Passengers, driver escape injury after tour bus accident on Roan Mountain

By Abby Morris and
Lesley Jenkins

Star Staff;

A beautiful day atop Roan Mountain nearly became tragic Thursday afternoon when a tour bus full of passengers had mechanical difficulties and was forced into a ditch. By the grace of God, according to the passengers on board, no one was injured in the accident.
   The bus, owned by Mayes Bus Lines of Knoxville, was chartered by a group of people from Broadway Baptist Church located in Maryville, Tennessee. A total of 37 passengers were on board with the driver when the accident occurred.
   The group was returning from a day's excursion at the Rhododendron Gardens when the brakes on the bus began to fail. "The bus was traveling north on State Route 143, and the driver stated that he lost air pressure in his brakes," Tennessee Highway Patrol Trooper Jason Andes said. "He stated he was traveling approximately 16 miles per hour. He said that once he knew the brakes were not going to hold him back, he tried to gear down, and the bus started picking up speed, so he had to find some place to put the vehicle into the ditch."
   Andes said the driver of the bus, Robert Marlow, 46, should be commended for the way he handled the situation. "He prevented a lot of injuries and saved a lot of lives by putting the bus into the ditch."
   Marlow said this was the first time something like this happened to him. "I just lost air pressure and the brakes got hot and I couldn't stop it. I just tried to find a good place to ditch it. It looks like I picked a pretty good place," he said.
   According to Andes, the vehicle slid approximately 317 feet in the ditch before coming to a stop approximately one mile south of Jack's Supermarket on Highway 143.
   The passengers on the bus, many of whom were elderly, were somewhat shaken up but not injured.
   "I slid right out into the aisle," said Dorothy Vandergriff. "The bus driver had an angel watching over him.
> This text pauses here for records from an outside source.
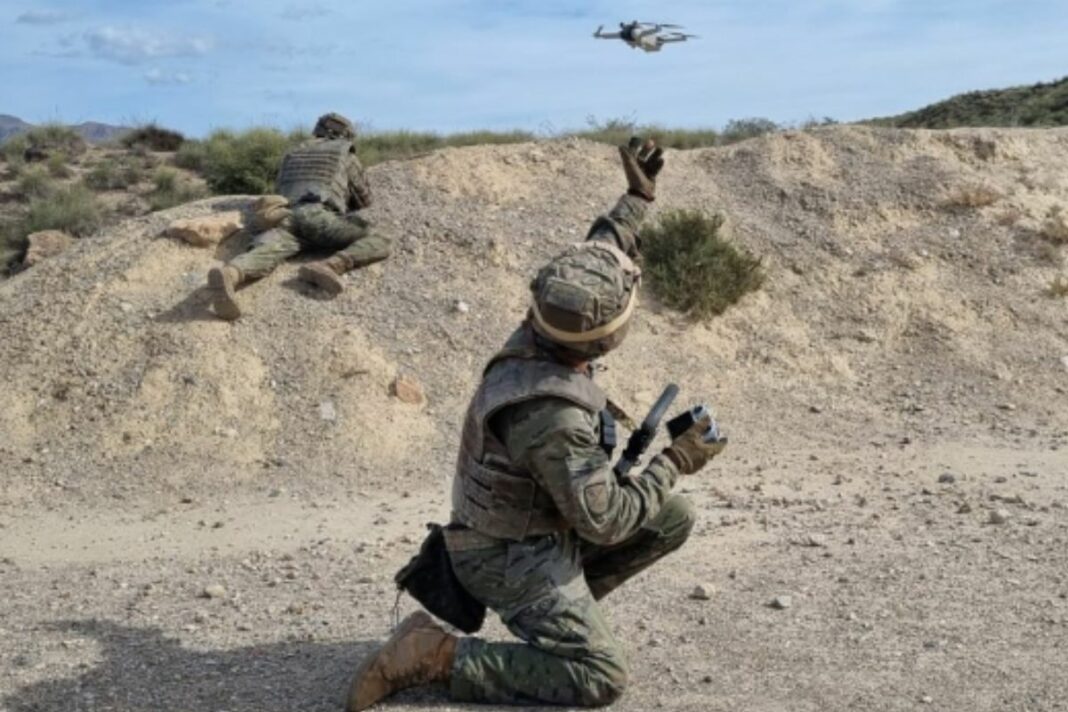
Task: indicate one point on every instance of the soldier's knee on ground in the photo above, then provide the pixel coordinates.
(608, 679)
(677, 519)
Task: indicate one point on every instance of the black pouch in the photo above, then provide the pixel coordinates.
(429, 579)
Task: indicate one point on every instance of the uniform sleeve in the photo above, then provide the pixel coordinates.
(359, 188)
(558, 443)
(622, 224)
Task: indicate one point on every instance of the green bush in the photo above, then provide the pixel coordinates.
(34, 182)
(113, 174)
(740, 129)
(57, 165)
(171, 190)
(153, 137)
(245, 162)
(73, 209)
(693, 268)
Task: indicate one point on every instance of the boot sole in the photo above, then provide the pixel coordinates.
(223, 298)
(329, 283)
(417, 619)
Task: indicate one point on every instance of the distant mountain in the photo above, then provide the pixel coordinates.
(91, 130)
(11, 125)
(1035, 105)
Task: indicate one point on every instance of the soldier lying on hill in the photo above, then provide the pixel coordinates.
(542, 527)
(325, 186)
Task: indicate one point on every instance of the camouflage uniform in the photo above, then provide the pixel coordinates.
(589, 532)
(329, 223)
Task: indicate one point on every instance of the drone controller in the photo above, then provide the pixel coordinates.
(685, 421)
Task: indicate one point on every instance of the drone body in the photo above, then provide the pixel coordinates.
(647, 36)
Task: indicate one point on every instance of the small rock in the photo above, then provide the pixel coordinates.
(999, 516)
(781, 602)
(214, 590)
(206, 231)
(328, 412)
(44, 244)
(703, 591)
(407, 390)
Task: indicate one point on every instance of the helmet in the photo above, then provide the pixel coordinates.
(583, 298)
(333, 126)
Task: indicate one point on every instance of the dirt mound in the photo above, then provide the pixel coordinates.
(889, 311)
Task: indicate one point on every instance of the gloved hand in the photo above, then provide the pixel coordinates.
(691, 452)
(642, 162)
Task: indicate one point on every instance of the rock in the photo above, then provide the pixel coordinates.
(781, 602)
(206, 231)
(703, 591)
(407, 390)
(214, 590)
(44, 244)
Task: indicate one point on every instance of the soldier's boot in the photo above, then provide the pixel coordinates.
(419, 652)
(325, 274)
(222, 282)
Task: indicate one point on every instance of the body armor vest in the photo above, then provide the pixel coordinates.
(490, 493)
(316, 172)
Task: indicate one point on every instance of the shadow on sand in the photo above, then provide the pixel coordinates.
(142, 670)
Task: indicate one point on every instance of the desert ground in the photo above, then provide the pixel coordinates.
(205, 516)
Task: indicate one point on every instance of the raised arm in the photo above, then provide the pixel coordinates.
(641, 163)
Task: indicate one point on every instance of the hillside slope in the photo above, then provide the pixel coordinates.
(1041, 105)
(204, 516)
(884, 309)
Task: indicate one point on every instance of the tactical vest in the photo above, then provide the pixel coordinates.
(490, 493)
(316, 172)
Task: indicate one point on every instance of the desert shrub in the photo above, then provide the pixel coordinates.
(1057, 288)
(170, 189)
(113, 174)
(971, 196)
(1054, 230)
(58, 165)
(56, 138)
(693, 268)
(740, 129)
(34, 182)
(73, 209)
(153, 137)
(245, 162)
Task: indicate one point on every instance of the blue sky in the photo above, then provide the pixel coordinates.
(466, 64)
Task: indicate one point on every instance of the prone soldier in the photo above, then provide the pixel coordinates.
(324, 186)
(542, 527)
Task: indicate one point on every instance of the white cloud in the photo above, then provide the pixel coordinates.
(304, 12)
(42, 17)
(160, 78)
(135, 46)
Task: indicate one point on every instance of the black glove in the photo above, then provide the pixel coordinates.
(642, 162)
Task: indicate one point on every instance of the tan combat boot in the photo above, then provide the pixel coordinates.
(419, 652)
(222, 282)
(325, 274)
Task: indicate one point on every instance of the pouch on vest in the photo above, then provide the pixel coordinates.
(429, 579)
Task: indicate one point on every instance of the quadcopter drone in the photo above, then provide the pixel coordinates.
(647, 36)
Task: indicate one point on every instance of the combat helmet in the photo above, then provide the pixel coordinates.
(333, 126)
(583, 299)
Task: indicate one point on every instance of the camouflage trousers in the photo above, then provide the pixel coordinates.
(546, 591)
(314, 227)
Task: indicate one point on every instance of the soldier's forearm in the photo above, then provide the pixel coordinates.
(622, 224)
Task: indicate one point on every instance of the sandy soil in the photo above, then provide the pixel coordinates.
(203, 516)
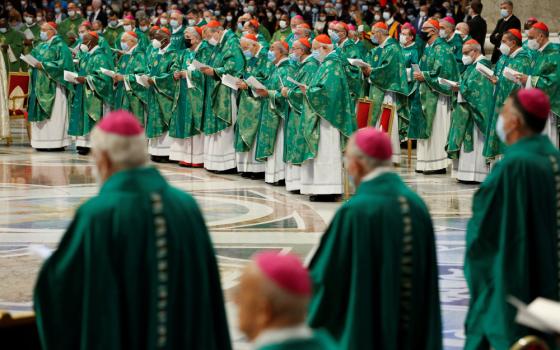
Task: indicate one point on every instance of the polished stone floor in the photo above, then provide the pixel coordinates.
(39, 193)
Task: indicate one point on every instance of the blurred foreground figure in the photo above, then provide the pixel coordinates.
(136, 268)
(512, 238)
(375, 273)
(273, 296)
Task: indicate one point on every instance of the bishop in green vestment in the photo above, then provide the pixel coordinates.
(545, 74)
(93, 95)
(11, 43)
(470, 116)
(389, 87)
(186, 125)
(517, 59)
(272, 299)
(251, 107)
(328, 122)
(431, 127)
(135, 268)
(294, 153)
(49, 92)
(220, 106)
(270, 137)
(162, 97)
(375, 275)
(129, 94)
(512, 237)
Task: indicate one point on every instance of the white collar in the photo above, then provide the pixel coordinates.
(377, 172)
(177, 29)
(544, 46)
(282, 60)
(277, 336)
(514, 53)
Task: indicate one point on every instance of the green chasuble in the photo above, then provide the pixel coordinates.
(90, 97)
(456, 43)
(111, 34)
(70, 25)
(545, 74)
(519, 61)
(297, 148)
(162, 97)
(512, 242)
(437, 62)
(251, 105)
(187, 118)
(275, 109)
(320, 340)
(227, 58)
(375, 275)
(328, 97)
(388, 74)
(14, 39)
(473, 109)
(177, 39)
(134, 270)
(130, 95)
(346, 50)
(281, 34)
(56, 58)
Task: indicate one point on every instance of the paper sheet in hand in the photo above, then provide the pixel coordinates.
(484, 70)
(230, 81)
(542, 314)
(30, 60)
(40, 251)
(511, 74)
(255, 84)
(199, 65)
(70, 77)
(295, 82)
(358, 62)
(28, 34)
(446, 82)
(107, 72)
(142, 80)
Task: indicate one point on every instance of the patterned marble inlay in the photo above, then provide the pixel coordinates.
(40, 192)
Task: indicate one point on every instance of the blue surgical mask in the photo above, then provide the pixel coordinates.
(271, 56)
(248, 54)
(500, 129)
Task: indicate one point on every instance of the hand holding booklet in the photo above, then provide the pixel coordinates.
(30, 60)
(255, 84)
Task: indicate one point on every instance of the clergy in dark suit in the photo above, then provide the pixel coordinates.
(477, 24)
(507, 22)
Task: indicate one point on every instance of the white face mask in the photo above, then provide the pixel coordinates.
(504, 49)
(533, 44)
(156, 44)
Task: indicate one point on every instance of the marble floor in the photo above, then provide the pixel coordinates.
(39, 193)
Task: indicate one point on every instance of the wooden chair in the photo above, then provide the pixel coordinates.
(18, 331)
(18, 100)
(530, 343)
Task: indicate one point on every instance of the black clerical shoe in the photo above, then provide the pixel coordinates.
(436, 172)
(257, 176)
(83, 151)
(324, 198)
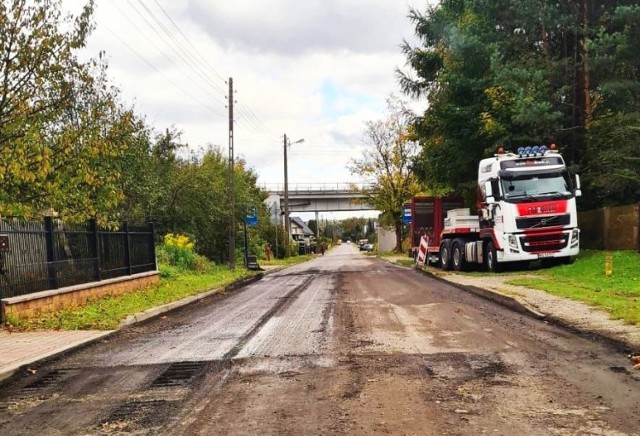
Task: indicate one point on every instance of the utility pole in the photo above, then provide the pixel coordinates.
(287, 225)
(286, 200)
(230, 185)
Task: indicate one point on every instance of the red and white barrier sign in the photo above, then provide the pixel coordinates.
(422, 250)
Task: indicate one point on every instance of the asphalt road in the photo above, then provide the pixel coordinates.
(344, 344)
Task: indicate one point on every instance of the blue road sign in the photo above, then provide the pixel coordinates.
(406, 215)
(252, 218)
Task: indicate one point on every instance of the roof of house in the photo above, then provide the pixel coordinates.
(298, 222)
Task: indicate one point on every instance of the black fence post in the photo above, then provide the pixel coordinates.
(127, 246)
(93, 231)
(51, 254)
(152, 245)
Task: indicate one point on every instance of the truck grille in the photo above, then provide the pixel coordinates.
(544, 242)
(546, 221)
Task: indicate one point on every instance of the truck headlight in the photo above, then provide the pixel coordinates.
(575, 238)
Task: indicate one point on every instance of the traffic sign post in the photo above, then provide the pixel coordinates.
(406, 214)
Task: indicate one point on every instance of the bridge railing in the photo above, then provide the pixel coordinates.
(315, 187)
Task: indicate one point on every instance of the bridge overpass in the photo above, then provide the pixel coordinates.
(319, 197)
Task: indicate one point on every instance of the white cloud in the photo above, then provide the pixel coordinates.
(316, 70)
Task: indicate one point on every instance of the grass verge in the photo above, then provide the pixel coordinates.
(287, 261)
(585, 280)
(106, 313)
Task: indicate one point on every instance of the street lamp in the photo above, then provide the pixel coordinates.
(286, 193)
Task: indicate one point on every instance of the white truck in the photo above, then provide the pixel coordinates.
(526, 211)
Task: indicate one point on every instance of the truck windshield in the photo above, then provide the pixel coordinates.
(527, 187)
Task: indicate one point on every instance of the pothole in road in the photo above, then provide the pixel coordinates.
(178, 374)
(134, 414)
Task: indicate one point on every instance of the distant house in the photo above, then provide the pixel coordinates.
(300, 231)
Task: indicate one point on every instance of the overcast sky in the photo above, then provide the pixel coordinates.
(313, 69)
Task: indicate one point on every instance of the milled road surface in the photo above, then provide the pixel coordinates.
(344, 344)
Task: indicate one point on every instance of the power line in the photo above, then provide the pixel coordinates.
(175, 47)
(171, 61)
(211, 108)
(203, 59)
(192, 62)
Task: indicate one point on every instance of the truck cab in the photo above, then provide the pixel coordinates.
(527, 207)
(526, 211)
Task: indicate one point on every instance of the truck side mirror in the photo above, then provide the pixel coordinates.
(488, 193)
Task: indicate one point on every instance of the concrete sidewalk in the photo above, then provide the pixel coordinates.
(19, 350)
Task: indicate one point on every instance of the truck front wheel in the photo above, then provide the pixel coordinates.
(445, 255)
(457, 256)
(491, 258)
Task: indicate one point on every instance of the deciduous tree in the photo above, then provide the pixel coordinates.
(386, 164)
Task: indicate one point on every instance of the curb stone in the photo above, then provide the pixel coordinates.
(504, 300)
(7, 372)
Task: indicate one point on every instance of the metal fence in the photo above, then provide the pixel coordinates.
(50, 254)
(610, 228)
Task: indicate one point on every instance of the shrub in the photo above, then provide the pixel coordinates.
(178, 250)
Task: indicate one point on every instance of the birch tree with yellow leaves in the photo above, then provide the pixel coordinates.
(62, 129)
(385, 164)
He sure used his head."
   Calvin Lacey, from Talbot, said when the driver told them he had to put the bus into the ditch he was worried. "I thought it was going to turn over, but, thankfully, it didn't," he said. "I was very glad he chose this side (of the road). I was sitting on the opposite side looking off the mountain, so I knew we didn't want to go that way."
   Many of the passengers turned to their faith in God to bring them through the situation. "All the time we was praying that the Lord would give us a safe landing," said Hazel Cox, an 82-year-old woman with a heart condition. Cox was examined by emergency responders who determined that she was fine. "My heart was in my mouth. It was something I had never experienced before."
   According to the passengers, Marlow had warned them when the problem with the brakes started. "I was scared before it actually happened. We knew about the problem for about 20 minutes. It (the brakes) made a noise, and we could smell it," said Lillian Gamble. "I could see his (the driver) face the whole time through the rear view mirror. He had perspiration all over his forehead."
   Mildred Anglin, who was sharing a seat on the bus with Gamble, said that she could see the driver as well and saw that he had tears in his eyes. "We knew what was going to happen, but we just didn't know when," she said. "We know God was with us."
   Some on the bus offered comfort to fellow passengers as they prepared for the inevitable. "Tom Hodges (minister of education at Broadway Baptist) was sitting in the seat beside the driver, and he kept laughing and talking trying to keep us calm," Anglin said. "We couldn't hear what he was saying but he has a laugh you would know."
   Hodges said that one of his main concerns was trying to keep everyone calm in the situation. "I have no idea what I said. I had a real sense that we were in trouble. But the Lord took care of us," he said. "Nobody panicked when it happened."
   Hodges then laughed and said, "I don't think their families will let me take them anywhere else again."